Les mois se succédèrent, les saisons enregistraient de nouvelles séries d'exploits. Le petit village devenait le creuset des initiatives inlassables, le cœur battant aux rythmes des brises printanières et des bourrasques hivernales, d'un vaste mouvement de résistance vigilant et impitoyable à l'envahisseur.

La trahison vint.

Cruellement, l'ennemi se rua sur le hameau et pillant, incendiant, massacrant, inscrivit par sa férocité même, le nom de Lespinasse dans l'Histoire.

Dimanche dernier, en présence des habitants du petit hameau et des villages voisins, devant le corps franc d'Auvergne, fut inaugurée la pierre commémorative qui doit conserver les noms de nos héros tombés pour la plus belle des causes.

Beaucoup de petits enfants, amenés par de jeunes mères dont certaines étaient en deuil, regardaient de tous leurs yeux, pleins de lumière et de naïveté, cette pierre grise dressée sur un sol trempé de sang et de larmes.

Plus tard, dans un monde apaisé, ils se souviendront.

L'héroïque aventure appartiendra au passé. Libérée des contingences banales, elle se sera enrichie de cette exaltation sublime que crée le temps. Et le temps l'aura lentement mais magnifiquement idéalisée.

Pauvres maisons ruinées, pauvres familles douloureuses.

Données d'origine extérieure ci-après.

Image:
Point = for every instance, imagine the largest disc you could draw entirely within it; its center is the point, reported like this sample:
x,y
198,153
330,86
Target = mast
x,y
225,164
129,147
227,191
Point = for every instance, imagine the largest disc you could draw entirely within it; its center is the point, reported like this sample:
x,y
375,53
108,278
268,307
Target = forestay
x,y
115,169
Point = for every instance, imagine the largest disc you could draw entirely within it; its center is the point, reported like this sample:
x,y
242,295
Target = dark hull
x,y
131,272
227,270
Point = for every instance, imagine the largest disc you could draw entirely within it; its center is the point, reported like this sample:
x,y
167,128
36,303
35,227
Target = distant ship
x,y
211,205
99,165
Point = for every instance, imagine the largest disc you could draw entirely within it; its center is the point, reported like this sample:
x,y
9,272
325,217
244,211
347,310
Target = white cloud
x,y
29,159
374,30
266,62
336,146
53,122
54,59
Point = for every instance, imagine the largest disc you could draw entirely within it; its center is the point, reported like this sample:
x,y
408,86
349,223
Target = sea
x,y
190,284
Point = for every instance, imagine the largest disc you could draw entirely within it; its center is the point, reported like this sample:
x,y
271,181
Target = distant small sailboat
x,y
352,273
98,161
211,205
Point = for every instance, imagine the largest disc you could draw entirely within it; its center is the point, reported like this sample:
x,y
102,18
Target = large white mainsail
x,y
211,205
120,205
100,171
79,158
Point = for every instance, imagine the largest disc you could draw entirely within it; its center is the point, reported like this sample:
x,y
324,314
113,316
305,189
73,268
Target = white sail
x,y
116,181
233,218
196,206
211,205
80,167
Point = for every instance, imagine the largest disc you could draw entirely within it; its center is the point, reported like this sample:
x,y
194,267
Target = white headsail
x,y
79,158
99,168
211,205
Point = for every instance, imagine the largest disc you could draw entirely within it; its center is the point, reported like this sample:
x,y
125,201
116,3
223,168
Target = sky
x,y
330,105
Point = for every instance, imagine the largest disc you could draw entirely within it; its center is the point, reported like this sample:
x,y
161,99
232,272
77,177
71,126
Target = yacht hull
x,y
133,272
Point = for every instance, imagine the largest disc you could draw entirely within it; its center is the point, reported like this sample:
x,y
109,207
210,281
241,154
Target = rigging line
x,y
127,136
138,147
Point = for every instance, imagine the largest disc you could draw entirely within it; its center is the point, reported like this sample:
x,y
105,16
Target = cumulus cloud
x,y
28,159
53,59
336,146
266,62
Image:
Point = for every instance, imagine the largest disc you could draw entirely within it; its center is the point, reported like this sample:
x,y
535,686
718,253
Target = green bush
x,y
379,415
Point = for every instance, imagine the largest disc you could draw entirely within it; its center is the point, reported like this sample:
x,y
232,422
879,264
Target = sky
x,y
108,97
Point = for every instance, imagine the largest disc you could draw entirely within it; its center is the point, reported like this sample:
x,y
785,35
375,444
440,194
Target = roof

C'est parmi vos larmes et c'est parmi vos pierres qu'a vibré sans défaillance ni désespérance le cœur de la patrie.

 

La balade culturelle qui a complété la visite.

 

Des artistes passionnés ont réalisé de magnifiques sculptures dans la forêt toute proche. Une vingtaine d'œuvres ornent un chemin en sous-bois qui mérite une visite.